Leonardo da Vinci drew up a creative concept for a one-person helicopter driven by an “aerial screw” in the late 1480s. You might have seen his sketches and wondered if one of the choppers could fly.
We finally have the answer. The genius of Italy was correct.
A University of Maryland engineering team began designing and testing the underlying technology in 2019 as part of a design competition. After that, team member Austin Prete constructed Crimson Spin, an autonomous quadcopter drone based on da Vinci’s screw-like design, and flew it on multiple short excursions over the previous year and a half.
Prete, a graduate student at the university’s aeronautical engineering department who built the airplane for his master’s degree, said, “I was very shocked it functioned.” He and the rest of the team were first hesitant, but after several computer simulations and 3D-printed screw prototypes revealed encouraging patterns, they became more enthusiastic about da Vinci’s concept.
Last week, he presented his findings at the Transformative Vertical Flight 2022 conference in San Jose, California, along with the first footage of the aircraft flying.
Even though it’s doubtful that a 15th-century flying corkscrew would deliver an Amazon box anytime soon, the concept is a beautiful example of how modern technology is departing from the traditional airplane and helicopter design. A collection of unique aircraft that can take off vertically like a helicopter and then fly horizontally like an airplane were displayed at the conference. Kitty Hawk, Airbus, Transcend air, and Jaunt hope to revolutionize shipping by transporting people in air taxis.
Even though Prete only created a tiny drone, the technology may be used in a plane large enough to transport a person.
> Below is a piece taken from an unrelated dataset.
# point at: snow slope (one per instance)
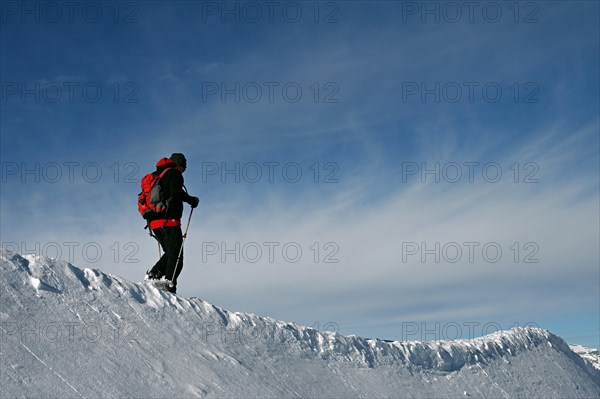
(70, 332)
He stated, “I feel it should be able to scale up quite effectively.”
Materials of the present day
Da Vinci couldn’t access materials made available to the Maryland graduate student.
State-of-the-art Construction materials from the Renaissance era, like wood and leather, are too thick for airplanes. Da Vinci also lacked portable energy sources.
The aerial screw design was made practical by Prete’s access to metal, plastic, electric motors, batteries, and computer control systems. In addition, Prete employed computer-aided design and computational fluid dynamics tools to develop prototypes and simulate aerodynamics within a computer, which was also beneficial.
The design was also made possible by today’s quadcopter technology. These are controlled by minor adjustments in propeller speed that tilt the plane in one direction or the other. According to Prete, attempting to develop a single-shaft design like a typical helicopter would have been far more complex. So instead, helicopters utilize intricate gearing and controls to keep each rotor’s tilt constant as it rotates.
However, several obstacles include the aerial screws’ heavier weight and potential for instability.
Aerodynamics that are new
Prete noticed that Crimson Spin could stay airborne because of some impressive aerodynamics.
Delta-wing aircraft, such as the supersonic Concorde, have large triangular wings that generate a swirling vortex of air immediately past the wing’s leading edge. A low-pressure zone is created by the vortex, which can boost lift. According to simulations, a comparable vortex occurs around the outer rim of the flat surface of the aerial screw, swirling along with the entire structure and imparting an upward force, according to Prete.
The aerial screw produces less downwash than conventional propellers due to these aerodynamics. Prete explained that this implies less dust, grit, and other blowing debris beneath the surface. It’s also likely to be quieter.